Acheter son billet de tram, de bus ou de métro directement sur son téléphone en évitant files d'attente et contacts avec des machines : de plus en plus de réseaux de transports publics veulent adopter la solution proposée par une start-up lancée par Romain Combe, un pur Corrézien.
"Tout a commencé parce que j'oubliais tout le temps ma carte de transport !" Avec humour, Romain Combe raconte comment une récurrente étourderie s'est transformée en vraie success-story. Nous sommes en 2017 à Bordeaux, Romain est étudiant à Epitech, une école d'informatique réputée. Avec deux copains de promo, Fabien Linardon et Rémi Hillairet, l'ancien élève du lycée D'Arsonval à Brive doit réaliser un projet de fin d'études pour valider son Master.Ce sera Witick, une application pour smartphone permettant de dématérialiser ses titres de transport. Un coup d'essai qui devient vite un coup de maître, puisque les trois amis ingénieurs gagnent un concours national d'innovation parmis une centaine de projets.
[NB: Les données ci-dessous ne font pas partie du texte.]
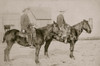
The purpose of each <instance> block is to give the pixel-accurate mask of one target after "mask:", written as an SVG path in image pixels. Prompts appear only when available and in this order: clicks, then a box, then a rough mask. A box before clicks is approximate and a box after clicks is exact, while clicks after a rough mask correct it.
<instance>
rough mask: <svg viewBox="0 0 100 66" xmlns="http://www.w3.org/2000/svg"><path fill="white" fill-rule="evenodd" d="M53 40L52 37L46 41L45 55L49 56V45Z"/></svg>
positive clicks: (44, 47) (44, 52)
mask: <svg viewBox="0 0 100 66" xmlns="http://www.w3.org/2000/svg"><path fill="white" fill-rule="evenodd" d="M51 41H52V39H50V40H48V41H46V44H45V46H44V55H45V56H47V57H49V55H48V48H49V45H50V43H51Z"/></svg>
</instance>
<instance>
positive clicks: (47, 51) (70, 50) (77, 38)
mask: <svg viewBox="0 0 100 66" xmlns="http://www.w3.org/2000/svg"><path fill="white" fill-rule="evenodd" d="M83 30H85V31H86V32H87V33H91V28H90V25H89V23H88V21H87V20H83V21H81V22H80V23H78V24H76V25H73V26H70V35H69V36H68V37H67V38H65V39H63V40H64V41H63V42H64V43H65V41H66V39H67V42H66V43H70V58H73V59H75V58H74V55H73V51H74V45H75V43H76V41H78V37H79V35H80V34H81V33H82V32H83ZM66 34H67V33H66ZM62 35H63V34H62ZM59 41H60V40H59ZM61 42H62V41H61ZM47 45H48V46H47V47H45V49H46V51H45V53H46V54H47V55H48V51H47V50H48V47H49V45H50V42H49V43H48V44H47Z"/></svg>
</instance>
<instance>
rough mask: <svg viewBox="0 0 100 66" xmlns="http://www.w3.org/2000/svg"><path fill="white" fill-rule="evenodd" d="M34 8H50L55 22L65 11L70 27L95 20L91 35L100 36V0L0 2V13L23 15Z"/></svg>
mask: <svg viewBox="0 0 100 66" xmlns="http://www.w3.org/2000/svg"><path fill="white" fill-rule="evenodd" d="M34 6H39V7H50V8H51V9H52V19H53V20H56V17H57V15H58V13H59V12H58V11H59V10H65V11H66V12H65V14H64V16H65V20H66V23H68V24H70V25H74V24H76V23H78V22H80V21H82V20H83V19H88V18H93V26H94V27H93V32H92V34H91V35H92V36H100V30H99V28H100V0H0V13H2V12H17V13H21V12H22V10H23V9H24V8H26V7H34ZM83 34H84V33H83ZM91 35H90V36H91Z"/></svg>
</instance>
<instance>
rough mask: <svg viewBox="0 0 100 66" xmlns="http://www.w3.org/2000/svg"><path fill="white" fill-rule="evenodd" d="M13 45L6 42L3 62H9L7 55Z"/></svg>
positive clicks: (8, 52)
mask: <svg viewBox="0 0 100 66" xmlns="http://www.w3.org/2000/svg"><path fill="white" fill-rule="evenodd" d="M13 44H14V43H13V42H11V41H8V42H7V47H6V48H5V50H4V61H10V58H9V53H10V50H11V47H12V45H13Z"/></svg>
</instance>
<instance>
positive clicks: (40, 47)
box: [35, 45, 41, 64]
mask: <svg viewBox="0 0 100 66" xmlns="http://www.w3.org/2000/svg"><path fill="white" fill-rule="evenodd" d="M40 48H41V45H37V46H36V51H35V63H36V64H38V63H39V52H40Z"/></svg>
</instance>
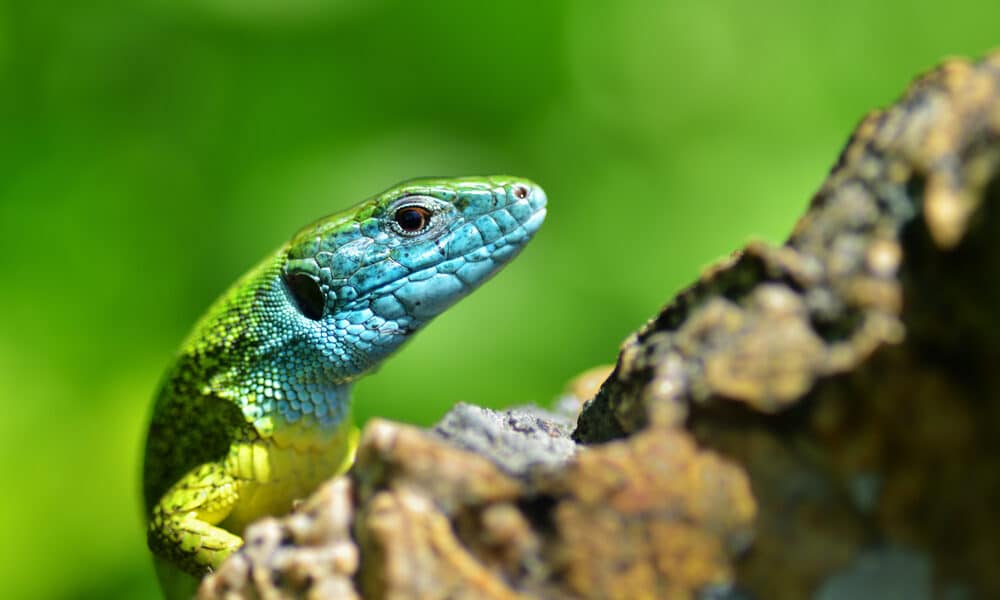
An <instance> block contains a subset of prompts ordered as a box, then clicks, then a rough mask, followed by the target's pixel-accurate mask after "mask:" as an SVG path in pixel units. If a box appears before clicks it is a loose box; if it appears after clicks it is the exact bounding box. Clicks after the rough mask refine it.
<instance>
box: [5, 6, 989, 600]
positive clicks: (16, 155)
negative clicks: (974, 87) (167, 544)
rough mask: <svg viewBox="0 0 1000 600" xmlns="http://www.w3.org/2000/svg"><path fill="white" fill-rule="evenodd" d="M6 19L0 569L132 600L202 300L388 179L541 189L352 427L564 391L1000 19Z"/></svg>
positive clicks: (370, 192) (752, 230) (734, 9)
mask: <svg viewBox="0 0 1000 600" xmlns="http://www.w3.org/2000/svg"><path fill="white" fill-rule="evenodd" d="M807 4H809V3H801V2H791V1H790V2H735V1H733V2H712V1H707V2H701V3H697V4H696V3H676V4H672V3H667V2H620V3H611V2H583V1H581V2H576V1H570V0H567V1H565V2H537V1H514V2H506V3H503V4H498V3H485V2H484V3H469V2H462V1H456V2H437V3H428V4H423V3H417V2H396V1H369V2H363V1H348V0H341V1H336V0H333V1H319V0H148V1H143V0H140V1H137V2H131V3H124V2H106V1H101V0H93V1H90V2H50V1H45V0H34V1H31V2H14V3H11V2H0V91H2V93H0V256H2V257H3V263H2V264H3V267H4V268H3V273H4V277H3V281H4V285H3V288H2V289H3V293H2V294H0V389H3V390H4V395H5V396H6V398H5V400H4V401H3V407H4V413H3V414H4V418H3V419H0V480H2V481H3V482H4V485H3V491H2V493H0V532H2V533H3V538H4V539H3V541H2V542H0V548H2V551H0V582H3V583H2V595H3V596H4V597H8V598H9V597H14V598H88V597H93V598H105V597H107V598H113V597H123V598H144V597H149V598H151V597H155V595H156V588H155V585H154V582H153V578H152V571H151V569H150V567H149V564H148V558H147V554H146V551H145V546H144V533H143V529H142V524H141V518H140V506H139V500H138V483H137V482H138V477H139V466H138V465H139V460H140V446H141V443H142V439H143V431H144V425H145V420H146V418H147V411H148V408H149V401H150V397H151V395H152V393H153V391H154V388H155V386H156V384H157V381H158V378H159V376H160V373H161V371H162V370H163V368H164V367H165V365H166V364H167V363H168V362H169V361H170V360H171V356H172V354H173V352H174V350H175V348H176V347H177V345H178V344H179V342H180V341H181V339H182V337H183V336H184V335H185V334H186V333H187V330H188V328H189V327H190V325H191V324H192V322H193V321H194V320H195V319H196V318H197V317H198V315H199V314H200V313H201V312H202V310H203V309H204V308H205V307H206V305H207V304H208V303H209V302H211V301H212V299H213V298H214V297H215V296H216V295H217V294H219V292H220V291H221V290H222V289H223V288H224V287H225V286H226V285H227V284H228V283H229V282H231V281H232V280H233V279H234V278H235V277H236V276H237V275H239V274H240V273H241V272H242V271H244V270H245V269H246V268H248V267H249V266H250V265H252V264H253V263H255V262H256V261H257V260H258V259H259V258H260V257H262V256H263V255H264V254H265V253H266V252H268V251H270V250H271V249H272V248H274V247H275V246H277V245H278V244H279V243H281V242H282V241H283V240H284V239H285V238H286V237H287V236H289V235H290V234H291V233H292V232H294V231H295V230H296V229H297V228H298V227H299V226H300V225H302V224H304V223H306V222H308V221H310V220H313V219H315V218H317V217H319V216H320V215H323V214H325V213H328V212H332V211H335V210H337V209H340V208H343V207H345V206H347V205H350V204H353V203H354V202H356V201H358V200H360V199H362V198H363V197H365V196H367V195H369V194H372V193H374V192H377V191H379V190H381V189H382V188H384V187H386V186H388V185H390V184H392V183H394V182H396V181H398V180H401V179H405V178H409V177H413V176H418V175H426V174H463V173H493V172H510V173H516V174H521V175H525V176H529V177H532V178H534V179H535V180H537V181H538V182H540V183H541V184H543V186H545V188H546V189H547V191H548V194H549V198H550V211H549V218H548V222H547V223H546V225H545V227H544V228H543V229H542V231H541V233H540V235H539V236H538V237H537V239H536V240H535V242H534V243H533V244H532V246H530V247H529V248H528V249H527V251H525V253H524V254H523V255H522V257H521V258H520V259H519V260H518V261H517V262H516V263H514V265H512V266H511V267H510V268H509V269H508V270H507V271H505V272H504V273H502V274H501V275H500V276H499V277H497V279H496V280H495V281H493V282H491V283H490V284H489V285H487V286H486V287H485V288H484V289H483V290H481V291H480V292H479V293H477V294H475V295H473V296H472V297H471V298H469V299H468V300H466V301H464V302H462V303H461V304H460V305H458V306H456V307H455V308H454V309H453V310H452V311H450V312H449V313H448V314H447V315H446V316H444V317H442V318H441V319H439V320H438V321H437V322H436V323H435V324H434V325H433V326H431V327H430V328H429V329H428V330H427V331H426V332H425V333H423V334H422V335H420V336H418V338H417V339H416V340H415V341H414V342H413V343H412V344H410V345H409V346H408V347H407V348H406V349H405V350H404V351H403V352H402V353H401V354H400V355H399V356H397V357H395V358H394V359H393V360H392V361H391V362H390V363H389V364H387V365H386V366H385V367H384V368H382V369H381V371H380V373H379V374H378V376H377V377H374V378H371V379H369V380H367V381H365V382H363V383H362V384H361V385H360V386H359V389H358V391H357V397H356V406H357V414H358V417H359V418H360V419H365V418H368V417H370V416H372V415H379V416H385V417H390V418H394V419H400V420H404V421H409V422H414V423H419V424H429V423H432V422H433V421H435V420H436V419H437V418H438V417H439V416H440V415H441V414H443V412H444V411H445V410H446V409H447V407H448V406H449V405H451V404H452V403H454V402H455V401H458V400H466V401H470V402H476V403H479V404H484V405H489V406H504V405H510V404H514V403H523V402H536V403H548V402H550V401H551V399H553V398H554V397H555V396H556V395H557V394H558V393H559V391H560V389H561V388H562V386H563V384H564V382H565V381H566V380H567V379H568V378H570V377H571V376H573V375H574V374H576V373H577V372H579V371H581V370H583V369H585V368H587V367H590V366H592V365H595V364H599V363H606V362H610V361H613V360H614V358H615V355H616V351H617V348H618V344H619V343H620V342H621V340H622V339H623V338H624V337H625V336H626V335H627V334H628V333H629V332H630V331H631V330H633V329H634V328H635V327H637V326H638V325H640V324H641V323H642V322H643V321H644V320H645V319H646V318H648V317H649V316H651V315H652V314H653V313H654V312H655V311H656V310H657V308H658V307H659V306H660V305H661V304H663V303H664V302H665V301H666V300H667V299H668V298H669V297H670V296H671V295H672V294H673V293H674V292H675V291H677V290H678V288H680V287H681V286H683V285H685V284H686V283H687V282H689V281H691V280H692V279H693V278H694V277H695V276H696V275H697V273H698V271H699V269H701V268H702V267H703V266H704V265H706V264H707V263H709V262H711V261H713V260H715V259H716V258H718V257H720V256H723V255H725V254H727V253H729V252H730V251H732V250H734V249H736V248H737V247H739V246H740V245H742V244H743V243H744V242H745V241H746V240H747V239H749V238H752V237H757V238H763V239H766V240H769V241H772V242H779V241H781V240H782V239H783V237H784V236H785V235H786V233H787V232H788V231H789V229H790V227H791V226H792V224H793V222H794V220H795V218H796V216H797V215H798V214H799V213H800V212H801V210H802V209H803V207H804V206H805V205H806V203H807V202H808V199H809V197H810V194H811V193H812V192H813V191H814V190H815V189H816V187H817V186H818V185H819V183H820V182H821V181H822V179H823V176H824V174H825V173H826V171H827V169H828V168H829V166H830V165H831V164H832V163H833V162H834V160H835V158H836V156H837V153H838V151H839V149H840V147H841V145H842V144H843V143H844V141H845V140H846V138H847V136H848V134H849V133H850V131H851V129H852V128H853V126H854V125H855V123H856V122H857V121H858V120H859V119H860V118H861V116H862V115H863V114H864V113H865V112H866V111H867V110H869V109H870V108H872V107H875V106H879V105H884V104H886V103H889V102H891V101H892V100H893V99H894V98H896V97H897V96H898V95H899V94H900V93H901V91H902V90H903V89H904V87H905V85H906V84H907V82H908V81H909V80H910V79H911V78H912V77H913V76H914V75H916V74H917V73H919V72H921V71H923V70H925V69H927V68H930V67H931V66H933V65H934V64H935V63H937V62H938V61H939V60H940V59H942V58H943V57H946V56H949V55H981V54H982V53H984V52H985V51H987V50H988V49H990V48H991V47H993V46H1000V27H998V24H1000V3H998V2H995V1H991V2H981V3H973V2H959V1H952V2H948V3H941V2H927V1H918V2H913V1H907V2H892V3H889V2H872V1H871V0H864V1H862V0H848V1H842V2H838V3H822V6H821V3H814V5H813V6H807Z"/></svg>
A la clé, la possibilité d'évoluer gratuitement pendant un an dans deux incubateurs d'entreprises à Paris.
Romain, Fabien et Rémi signent un contrat avec Thalès et travaillent d'arrache-pied pour améliorer leur produit. Deux ans et demi de développement seront nécessaires, et en mai 2019 c'est la consécration : Witick est choisie par Bordeaux Métropole pour son réseau TBM (Transports Bordeaux Métropole). "Ils ont choisi notre petite start-up alors que des grosses entreprises étaient candidates", souligne fièrement Romain.
Une appli idéale à l'heure du Covid-19
Un an et quelques 120 000 téléchargements plus tard, les utilisateurs semblent séduits, à l'image de Grégory, qui monte dans le tram environ un jour sur deux. "C'est très pratique et ça marche super bien. L'appli est bien pensée, fluide, fiable et facile à utiliser", apprécie en connaisseur ce Bordelais lui aussi spécialiste en informatique.
Un gain de temps donc, et surtout des contacts en moins, de quoi attirer les regards de plusieurs villes, en France et à l'étranger. "Avec le coronavirus, les demandes ont explosé. Les réseaux veulent tous du sans-contact", confirme Romain Combe. Witick a donc embauché une personne supplémentaire pour l'instant, et devrait être opérationnelle sur une dizaine de réseaux en plus début 2021.Ca évite d'avoir à faire la queue devant le distributeur de tickets et de toucher la machine, en ce moment c'est précieux !
Le secret de Witick ? Le Bluetooth. "On a fait des tests avec d'autres technologies, NFC, QR code... Mais on était pas satisfait de l'expérience utilisateur, c'était soit trop compliqué pour l'usager, soit trop restrictifs pour les téléphones. On a donc opté pour le Bluetooth." L'installation de puces compatibles sur les bornes des trams ou des bus est comprise dans le package.
"Nous sommes les seuls à proposer un service fonctionnel avec cette technologie, disponible sur 100% des smartphones." La distance de validation est paramétrable à l'envie. Après avoir acheté son ticket virtuel via l'application téléchargée, il suffit donc d'approcher son téléphone à une vingtaine de centimètres d'une borne pour valider son trajet. En cas de contrôle, Witick génère un QR code que les agents peuvent scanner.
A l'heure actuelle, sur les quelques 300 000 validations quotidiennes à Bordeaux, 10 000 se font via l'application. "Au bout d'un an, c'est un bon chiffre", explique Jean-Marc Rouffet, directeur du service transport de Bordeaux Métropole. "Pour l'instant, Witick s'adresse surtout aux voyageurs occasionnels, en remplacement des tickets physique, dont la vente à bord est d'ailleurs interdite en ce moment. La seule difficulté, c'est de faire connaître cette formule, notamment aux non-Bordelais. En tout cas elle est clairement dans l'air du temps."
10 000 validations sur l'application, c'est autant de tickets imprimés en moins, et donc un plus pour la préservation de l'environnement. Et en réduisant l'engorgement souvent observé devant les machines de la gare St Jean par exemple, Witick réduit aussi la tentation de la fraude. "Avec notre système, on peut acheter son ticket chez soi avant de partir ou à n'importe quel moment, il n'y a donc plus d'excuses pour frauder", conclut Romain dans un clin d'oeil.
A 25 ans, le natif de Brive, lui-même fils d'entrepreneur, est donc actuellement en pleines négociations commerciales depuis son lieu de confinement en Corrèze. Petite start-up deviendra grande.